You've got a lot of nerve, being so reasonable at a time like this!

Seriously, Merry Christmas, you dirty fucking hippie.

Posted by: Gummo | Dec 24, 2008 11:28:36 AM

I am incredibly impressed w/ Melissa, even more so than I originally was.

Posted by: NToddsPa | Dec 24, 2008 11:38:57 AM

This is one thoughtful and beautiful post. You do a service for every reader who stops by. Everyone should.

Posted by: Shared Humanity | Dec 24, 2008 11:44:57 AM

Young man, once again you have made me stop in mid-breath.

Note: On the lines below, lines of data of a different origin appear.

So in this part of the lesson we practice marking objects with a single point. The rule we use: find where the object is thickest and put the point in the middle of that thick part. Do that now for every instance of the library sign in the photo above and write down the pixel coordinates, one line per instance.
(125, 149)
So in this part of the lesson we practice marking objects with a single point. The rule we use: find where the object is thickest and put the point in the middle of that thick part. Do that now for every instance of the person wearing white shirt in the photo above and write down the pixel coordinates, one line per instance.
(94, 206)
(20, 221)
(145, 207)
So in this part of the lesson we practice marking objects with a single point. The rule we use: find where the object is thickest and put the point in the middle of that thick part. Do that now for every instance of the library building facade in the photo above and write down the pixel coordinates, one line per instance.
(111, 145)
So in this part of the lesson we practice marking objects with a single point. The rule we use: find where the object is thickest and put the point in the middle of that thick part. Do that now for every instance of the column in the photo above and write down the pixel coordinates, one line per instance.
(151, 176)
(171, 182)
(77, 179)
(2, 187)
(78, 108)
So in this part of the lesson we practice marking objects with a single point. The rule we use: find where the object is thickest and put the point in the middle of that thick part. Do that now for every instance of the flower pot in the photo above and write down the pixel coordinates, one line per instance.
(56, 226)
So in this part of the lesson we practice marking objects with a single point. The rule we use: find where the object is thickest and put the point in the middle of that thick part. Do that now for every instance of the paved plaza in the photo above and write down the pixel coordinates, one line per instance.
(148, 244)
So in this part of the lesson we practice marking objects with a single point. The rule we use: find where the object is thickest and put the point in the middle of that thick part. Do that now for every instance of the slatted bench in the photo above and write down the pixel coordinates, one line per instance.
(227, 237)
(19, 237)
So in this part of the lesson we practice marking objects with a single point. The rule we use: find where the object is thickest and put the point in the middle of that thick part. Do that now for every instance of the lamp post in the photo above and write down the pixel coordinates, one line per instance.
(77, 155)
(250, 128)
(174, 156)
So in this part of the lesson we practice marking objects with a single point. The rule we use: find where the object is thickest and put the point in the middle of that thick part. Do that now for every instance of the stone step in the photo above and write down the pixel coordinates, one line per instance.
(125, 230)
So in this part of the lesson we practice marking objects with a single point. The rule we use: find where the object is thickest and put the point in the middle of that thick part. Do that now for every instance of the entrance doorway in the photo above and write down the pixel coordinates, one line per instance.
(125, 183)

And once again I've learned something valuable.

Thank you.

Posted by: Diane | Dec 24, 2008 11:59:14 AM

This is all very well and good but if Ms. Etheridge or one of her GLBT fans wanted to get a job at Saddleback as, say, a worship leader or music minister they would be told thanks but no thanks because Pastor Warren will not hire teh gai.

Just thought I'd throw that out there. Those who are incensed and outraged have every right to be.

Posted by: Southern Beale | Dec 24, 2008 12:26:07 PM

Very, very nice, NTodd.

Posted by: GeorgeM | Dec 24, 2008 12:27:32 PM

This is all very well and good but if Ms. Etheridge or one of her GLBT fans wanted to get a job at Saddleback as, say, a worship leader or music minister they would be told thanks but no thanks because Pastor Warren will not hire teh gai.

Uh, yeah, that's not really the point. It's about reaching out to people to engage them and start working on change. I'm pretty sure she doesn't expect a gig at Saddleback.

Those who are incensed and outraged have every right to be.

Oddly enough, I never said they don't have that right. The question is what are they going to do with that outrage? Call other people names because they have a different reaction? Or do something constructive with it?

Posted by: NTodd | Dec 24, 2008 12:31:59 PM

NTodd - this gift from you arrived just in time, thank you.

And let me add, thank you for all you do and especially for photos of your wonderful furry family that we all have taken into our hearts as we have you, your Dad and E.

Posted by: Nancy | Dec 24, 2008 2:10:06 PM

That post is sooooo Gaiiiiii!

Where did you DFH's put Tastee-Freeze Boy?